For his part, the Miami-based artist, COOPER, presented an installation that demonstrated the relative, doubtful and at times elusive nature of history. “Drainpipes and death myth…” reflected on how temporal distance can generate a new discourse relative to historic events. COOPER structured his work around the figure of Abraham Lincoln. In a video, which he placed within an enormous wooden cone suspended from the ceiling, the artist created a scenario which never took place in the life of this personage. The artist, with this piece, questions historical truths, which are susceptible to being manipulated from the present. Various objects, arranged in a manner similar to traditional museums’ “historic environments,” completed the installation, creating the misleading sensation that they were evidence of Lincoln’s life.

Other works, such as “Cortinas de baño” (Bathroom Curtains) by the Colombian, Oscar Muñoz, referred to how the decisive influence of social context can make even the most inhospitable situations seem mundane. Inspired by the wave of violence shaking his country, bathroom curtains, which distort macabre silhouettes of human beings, allude to how death and disappearances can become as quotidian and familiar as taking a shower.

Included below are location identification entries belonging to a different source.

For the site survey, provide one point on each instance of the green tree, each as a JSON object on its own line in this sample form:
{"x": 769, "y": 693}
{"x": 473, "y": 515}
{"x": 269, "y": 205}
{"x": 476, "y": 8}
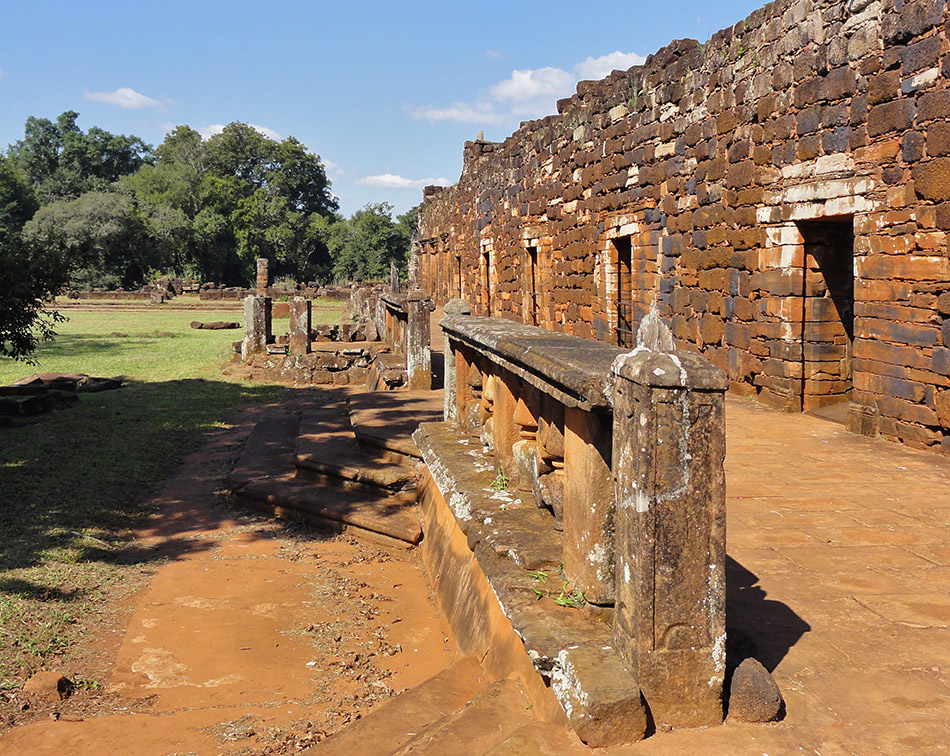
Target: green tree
{"x": 63, "y": 162}
{"x": 99, "y": 236}
{"x": 30, "y": 275}
{"x": 367, "y": 243}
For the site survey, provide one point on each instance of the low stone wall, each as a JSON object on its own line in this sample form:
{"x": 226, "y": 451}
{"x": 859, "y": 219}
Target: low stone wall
{"x": 573, "y": 460}
{"x": 782, "y": 192}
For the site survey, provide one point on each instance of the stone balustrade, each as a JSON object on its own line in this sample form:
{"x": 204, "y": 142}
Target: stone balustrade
{"x": 619, "y": 455}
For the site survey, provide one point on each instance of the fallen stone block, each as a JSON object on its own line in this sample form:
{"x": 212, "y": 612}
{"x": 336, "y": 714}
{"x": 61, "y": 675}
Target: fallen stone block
{"x": 753, "y": 694}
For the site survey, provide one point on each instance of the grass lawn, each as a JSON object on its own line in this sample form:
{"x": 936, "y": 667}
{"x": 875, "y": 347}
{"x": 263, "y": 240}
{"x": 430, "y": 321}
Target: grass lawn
{"x": 74, "y": 483}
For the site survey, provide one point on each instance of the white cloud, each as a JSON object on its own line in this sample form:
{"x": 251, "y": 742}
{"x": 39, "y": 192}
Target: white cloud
{"x": 125, "y": 97}
{"x": 598, "y": 68}
{"x": 532, "y": 84}
{"x": 460, "y": 112}
{"x": 332, "y": 168}
{"x": 528, "y": 93}
{"x": 216, "y": 128}
{"x": 392, "y": 181}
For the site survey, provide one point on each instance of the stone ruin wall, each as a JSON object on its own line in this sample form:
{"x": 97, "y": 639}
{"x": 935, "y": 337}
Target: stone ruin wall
{"x": 740, "y": 184}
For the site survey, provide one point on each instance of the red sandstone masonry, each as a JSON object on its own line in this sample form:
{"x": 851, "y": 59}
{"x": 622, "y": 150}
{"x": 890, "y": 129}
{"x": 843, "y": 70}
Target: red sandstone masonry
{"x": 714, "y": 179}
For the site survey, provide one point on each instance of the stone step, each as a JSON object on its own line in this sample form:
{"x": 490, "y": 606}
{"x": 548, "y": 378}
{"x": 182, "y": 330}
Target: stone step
{"x": 264, "y": 478}
{"x": 398, "y": 720}
{"x": 327, "y": 451}
{"x": 475, "y": 728}
{"x": 388, "y": 372}
{"x": 541, "y": 739}
{"x": 387, "y": 420}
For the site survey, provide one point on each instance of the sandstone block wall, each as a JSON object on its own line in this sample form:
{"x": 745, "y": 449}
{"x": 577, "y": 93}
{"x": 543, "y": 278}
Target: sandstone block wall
{"x": 782, "y": 192}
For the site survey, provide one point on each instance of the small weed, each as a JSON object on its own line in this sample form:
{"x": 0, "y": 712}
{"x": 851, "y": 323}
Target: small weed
{"x": 566, "y": 595}
{"x": 501, "y": 481}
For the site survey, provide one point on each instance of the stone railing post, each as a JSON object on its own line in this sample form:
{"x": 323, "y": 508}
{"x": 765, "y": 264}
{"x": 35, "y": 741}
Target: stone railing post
{"x": 588, "y": 504}
{"x": 257, "y": 325}
{"x": 300, "y": 322}
{"x": 418, "y": 337}
{"x": 670, "y": 520}
{"x": 453, "y": 308}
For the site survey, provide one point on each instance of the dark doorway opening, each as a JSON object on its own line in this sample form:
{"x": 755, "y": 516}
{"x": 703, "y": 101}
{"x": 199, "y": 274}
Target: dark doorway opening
{"x": 486, "y": 282}
{"x": 827, "y": 314}
{"x": 533, "y": 303}
{"x": 624, "y": 302}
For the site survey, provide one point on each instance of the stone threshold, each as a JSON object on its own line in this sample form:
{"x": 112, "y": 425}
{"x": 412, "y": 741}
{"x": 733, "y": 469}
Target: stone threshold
{"x": 508, "y": 537}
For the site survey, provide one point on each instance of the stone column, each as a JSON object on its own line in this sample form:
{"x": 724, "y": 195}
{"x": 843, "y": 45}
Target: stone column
{"x": 453, "y": 308}
{"x": 300, "y": 319}
{"x": 262, "y": 277}
{"x": 418, "y": 336}
{"x": 257, "y": 325}
{"x": 668, "y": 451}
{"x": 588, "y": 504}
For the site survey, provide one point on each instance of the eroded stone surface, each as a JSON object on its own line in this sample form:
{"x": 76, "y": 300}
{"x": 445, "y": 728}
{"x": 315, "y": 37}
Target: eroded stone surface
{"x": 753, "y": 694}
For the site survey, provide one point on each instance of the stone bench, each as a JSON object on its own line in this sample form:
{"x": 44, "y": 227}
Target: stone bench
{"x": 570, "y": 457}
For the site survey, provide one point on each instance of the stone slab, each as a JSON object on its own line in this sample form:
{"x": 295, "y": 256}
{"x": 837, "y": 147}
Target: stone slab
{"x": 327, "y": 445}
{"x": 575, "y": 371}
{"x": 388, "y": 419}
{"x": 265, "y": 474}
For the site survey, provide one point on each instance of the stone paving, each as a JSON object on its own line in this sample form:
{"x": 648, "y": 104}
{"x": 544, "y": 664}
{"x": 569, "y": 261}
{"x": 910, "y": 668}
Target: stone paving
{"x": 839, "y": 579}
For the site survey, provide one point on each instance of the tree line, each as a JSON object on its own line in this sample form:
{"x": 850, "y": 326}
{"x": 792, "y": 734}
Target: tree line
{"x": 100, "y": 209}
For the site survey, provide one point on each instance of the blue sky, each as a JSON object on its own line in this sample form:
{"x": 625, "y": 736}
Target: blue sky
{"x": 385, "y": 93}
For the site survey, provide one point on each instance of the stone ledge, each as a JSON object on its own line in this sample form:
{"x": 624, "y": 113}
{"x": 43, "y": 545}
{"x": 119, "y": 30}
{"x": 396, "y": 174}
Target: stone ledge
{"x": 573, "y": 370}
{"x": 569, "y": 648}
{"x": 395, "y": 301}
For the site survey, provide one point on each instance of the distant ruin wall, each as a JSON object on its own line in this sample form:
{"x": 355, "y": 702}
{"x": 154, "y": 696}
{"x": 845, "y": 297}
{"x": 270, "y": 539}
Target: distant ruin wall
{"x": 782, "y": 192}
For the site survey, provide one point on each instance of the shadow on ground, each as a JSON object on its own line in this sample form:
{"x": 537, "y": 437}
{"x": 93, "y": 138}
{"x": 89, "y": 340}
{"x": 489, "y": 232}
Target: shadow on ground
{"x": 755, "y": 625}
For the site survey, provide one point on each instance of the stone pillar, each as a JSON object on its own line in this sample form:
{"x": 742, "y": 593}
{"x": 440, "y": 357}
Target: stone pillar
{"x": 257, "y": 325}
{"x": 262, "y": 277}
{"x": 670, "y": 519}
{"x": 393, "y": 278}
{"x": 418, "y": 336}
{"x": 300, "y": 310}
{"x": 453, "y": 308}
{"x": 588, "y": 505}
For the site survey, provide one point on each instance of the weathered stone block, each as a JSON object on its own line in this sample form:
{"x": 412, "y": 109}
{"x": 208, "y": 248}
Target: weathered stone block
{"x": 599, "y": 696}
{"x": 300, "y": 322}
{"x": 257, "y": 325}
{"x": 753, "y": 694}
{"x": 669, "y": 447}
{"x": 588, "y": 504}
{"x": 891, "y": 116}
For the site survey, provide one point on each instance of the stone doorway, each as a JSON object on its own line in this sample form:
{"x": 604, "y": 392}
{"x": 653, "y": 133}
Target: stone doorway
{"x": 533, "y": 304}
{"x": 827, "y": 313}
{"x": 625, "y": 305}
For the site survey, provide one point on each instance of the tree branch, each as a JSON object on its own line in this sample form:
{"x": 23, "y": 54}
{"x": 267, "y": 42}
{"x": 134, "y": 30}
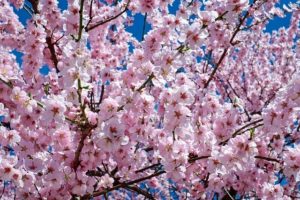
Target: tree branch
{"x": 237, "y": 132}
{"x": 146, "y": 82}
{"x": 52, "y": 52}
{"x": 80, "y": 21}
{"x": 87, "y": 29}
{"x": 268, "y": 159}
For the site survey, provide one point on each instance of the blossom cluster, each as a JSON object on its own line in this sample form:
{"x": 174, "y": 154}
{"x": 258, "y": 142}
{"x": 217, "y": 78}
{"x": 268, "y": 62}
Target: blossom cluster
{"x": 206, "y": 104}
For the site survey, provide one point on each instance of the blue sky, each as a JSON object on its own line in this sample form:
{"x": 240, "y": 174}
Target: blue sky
{"x": 136, "y": 29}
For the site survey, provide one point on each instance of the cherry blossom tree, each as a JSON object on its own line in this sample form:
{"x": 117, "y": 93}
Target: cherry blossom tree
{"x": 204, "y": 105}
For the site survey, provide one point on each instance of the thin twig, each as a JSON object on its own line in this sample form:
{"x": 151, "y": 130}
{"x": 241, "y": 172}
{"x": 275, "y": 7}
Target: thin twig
{"x": 144, "y": 26}
{"x": 80, "y": 21}
{"x": 237, "y": 132}
{"x": 146, "y": 82}
{"x": 109, "y": 19}
{"x": 268, "y": 159}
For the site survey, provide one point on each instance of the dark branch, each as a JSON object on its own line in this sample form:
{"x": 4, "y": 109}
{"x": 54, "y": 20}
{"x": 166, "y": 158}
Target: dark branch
{"x": 108, "y": 20}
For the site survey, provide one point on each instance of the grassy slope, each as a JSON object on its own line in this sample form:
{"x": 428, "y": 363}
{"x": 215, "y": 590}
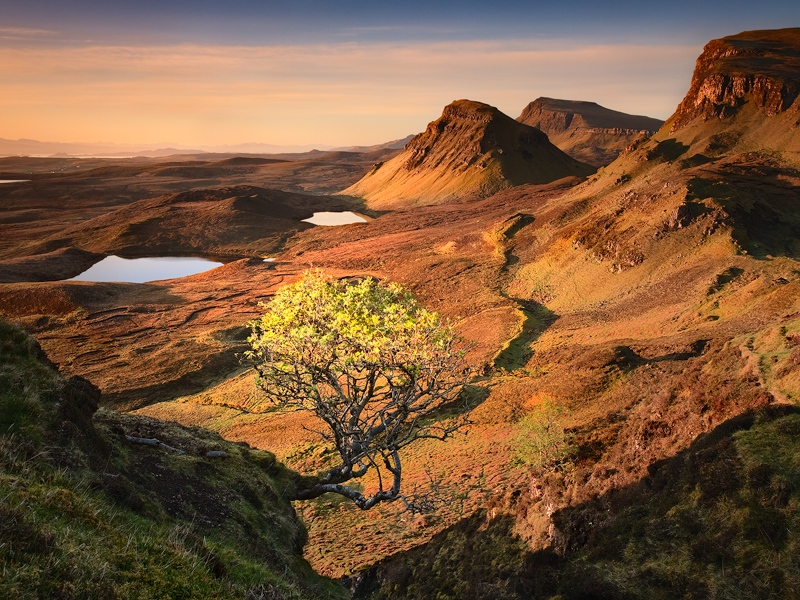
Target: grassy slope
{"x": 86, "y": 514}
{"x": 719, "y": 520}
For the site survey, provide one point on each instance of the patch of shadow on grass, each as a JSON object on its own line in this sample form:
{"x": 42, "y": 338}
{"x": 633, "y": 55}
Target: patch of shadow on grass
{"x": 517, "y": 351}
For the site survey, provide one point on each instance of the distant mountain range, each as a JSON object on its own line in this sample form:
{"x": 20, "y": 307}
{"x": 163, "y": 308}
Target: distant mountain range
{"x": 25, "y": 147}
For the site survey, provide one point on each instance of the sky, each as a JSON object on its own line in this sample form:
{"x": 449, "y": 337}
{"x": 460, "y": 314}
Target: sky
{"x": 202, "y": 73}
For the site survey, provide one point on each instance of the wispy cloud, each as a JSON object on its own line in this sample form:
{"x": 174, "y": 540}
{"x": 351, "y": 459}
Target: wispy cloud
{"x": 23, "y": 33}
{"x": 325, "y": 93}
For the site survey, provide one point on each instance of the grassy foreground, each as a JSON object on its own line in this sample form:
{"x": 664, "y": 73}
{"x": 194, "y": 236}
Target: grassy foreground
{"x": 86, "y": 513}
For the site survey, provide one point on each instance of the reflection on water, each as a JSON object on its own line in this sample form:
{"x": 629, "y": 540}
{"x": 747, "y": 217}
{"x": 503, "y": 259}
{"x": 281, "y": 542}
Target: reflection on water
{"x": 140, "y": 270}
{"x": 335, "y": 218}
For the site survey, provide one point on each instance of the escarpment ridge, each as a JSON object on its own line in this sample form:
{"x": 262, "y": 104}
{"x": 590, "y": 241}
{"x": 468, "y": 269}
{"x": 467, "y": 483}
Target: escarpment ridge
{"x": 587, "y": 131}
{"x": 744, "y": 95}
{"x": 472, "y": 151}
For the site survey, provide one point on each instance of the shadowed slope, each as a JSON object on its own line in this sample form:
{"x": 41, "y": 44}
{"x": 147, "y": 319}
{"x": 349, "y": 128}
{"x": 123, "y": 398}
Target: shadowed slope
{"x": 472, "y": 151}
{"x": 585, "y": 130}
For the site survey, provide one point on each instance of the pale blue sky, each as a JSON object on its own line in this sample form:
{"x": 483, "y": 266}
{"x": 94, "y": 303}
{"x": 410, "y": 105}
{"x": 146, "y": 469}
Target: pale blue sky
{"x": 197, "y": 72}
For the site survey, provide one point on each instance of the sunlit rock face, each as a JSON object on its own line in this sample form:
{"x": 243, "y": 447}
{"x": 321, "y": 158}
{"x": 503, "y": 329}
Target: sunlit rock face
{"x": 754, "y": 67}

The artist, Elizabeth Cerejido, with her series “Absence,” addressed the fleeting nature of human memory. A video showed her mother, lost in the endless labyrinth of Alzheimer’s, a labyrinth in which daily routines become strange, and objects distort their functions and even their spatial location, plunging the subject into a kind of abyss in which the prevailing feeling is immense panic in the face of the unknown.

The pieces assembled in “Disappearances, Shadows  and Illusions” lead us to accept that our visual experience before a work of art is not so much an affirmation of our existing values, but rather a purifying ritual, refreshing our eyes, mind and spirit, inclining us to view the world in a new light.